Lemma. If $\alpha$ and $\beta$ are algebraic, then $\alpha+\beta$ and $\alpha\beta$ are algebraic.

Proof. Since $\beta$ is algebraic (over $\mathbb{Q}$), it is also algebraic over $\mathbb{Q}(\alpha)$. Hence $\mathbb{Q}(\alpha,\beta)$ is a finite extension of $\mathbb{Q}(\alpha)$, which in turn is finite over $\mathbb{Q}$. Therefore $\mathbb{Q}(\alpha,\beta)$ is finite by the dimension formula: $$ [\mathbb{Q}(\alpha,\beta):\mathbb{Q}]= [\mathbb{Q}(\alpha,\beta):\mathbb{Q}(\alpha)] [\mathbb{Q}(\alpha):\mathbb{Q}] $$ Any finite extension of $\mathbb{Q}$, say $n$-dimensional, consists of algebraic elements, because if $\gamma$ is an element, $\{1,\gamma,\gamma^2,\dots,\gamma^n\}$ is linearly dependent, so we find a polynomial with coefficients in $\mathbb{Q}$ that has $\gamma$ as root. In particular $\alpha+\beta$ and $\alpha\beta$ belong to $\mathbb{Q}(\alpha,\beta)$, so they're algebraic. QED

Note that this doesn't say that an algebraic extension (that is, all of whose elements are algebraic) is finite. Just that a finite extension is algebraic.
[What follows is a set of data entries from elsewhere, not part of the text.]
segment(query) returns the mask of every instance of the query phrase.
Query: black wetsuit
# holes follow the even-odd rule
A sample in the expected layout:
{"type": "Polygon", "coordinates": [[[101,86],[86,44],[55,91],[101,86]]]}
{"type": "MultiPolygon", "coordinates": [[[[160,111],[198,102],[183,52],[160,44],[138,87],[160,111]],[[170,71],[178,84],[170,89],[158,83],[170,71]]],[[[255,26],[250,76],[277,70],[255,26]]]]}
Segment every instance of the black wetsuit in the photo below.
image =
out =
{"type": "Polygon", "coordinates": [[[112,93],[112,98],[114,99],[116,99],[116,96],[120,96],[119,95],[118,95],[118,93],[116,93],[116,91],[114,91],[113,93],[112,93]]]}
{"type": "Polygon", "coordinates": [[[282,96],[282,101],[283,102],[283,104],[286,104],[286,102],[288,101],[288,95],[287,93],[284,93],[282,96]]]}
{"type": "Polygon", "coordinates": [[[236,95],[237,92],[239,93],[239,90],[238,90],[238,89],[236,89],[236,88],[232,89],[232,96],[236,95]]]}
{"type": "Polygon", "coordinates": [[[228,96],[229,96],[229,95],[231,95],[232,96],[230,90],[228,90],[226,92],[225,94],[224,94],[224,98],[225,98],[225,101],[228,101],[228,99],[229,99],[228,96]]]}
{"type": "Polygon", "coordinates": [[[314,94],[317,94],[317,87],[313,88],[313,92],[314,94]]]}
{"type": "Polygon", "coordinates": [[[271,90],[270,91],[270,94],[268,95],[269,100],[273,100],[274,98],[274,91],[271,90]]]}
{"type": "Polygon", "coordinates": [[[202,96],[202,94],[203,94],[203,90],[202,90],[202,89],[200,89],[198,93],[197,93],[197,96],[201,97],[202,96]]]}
Lemma. If $\alpha$ is algebraic, then $\sqrt[n]{\alpha}$ is algebraic.

Proof. $\sqrt[n]{\alpha}$ is the root of $X^n-\alpha$, so it is algebraic over $\mathbb{Q}(\alpha)$, hence algebraic over $\mathbb{Q}$ by the same argument on dimensions as before. QED

A nested radical can be defined inductively as

  1. A rational number is a nested radical;
  2. If $\alpha_1,\dots,\alpha_k$ are nested radical, $q_1,\dots,q_k$ are rational numbers and $n$ is an integer, then $$\sqrt[n]{q_1\alpha_1+\dots+q_k\alpha_k}$$ is a nested radical;
  3. nothing else is a nested radical.

Proposition. Any rational linear combination of nested radicals is algebraic.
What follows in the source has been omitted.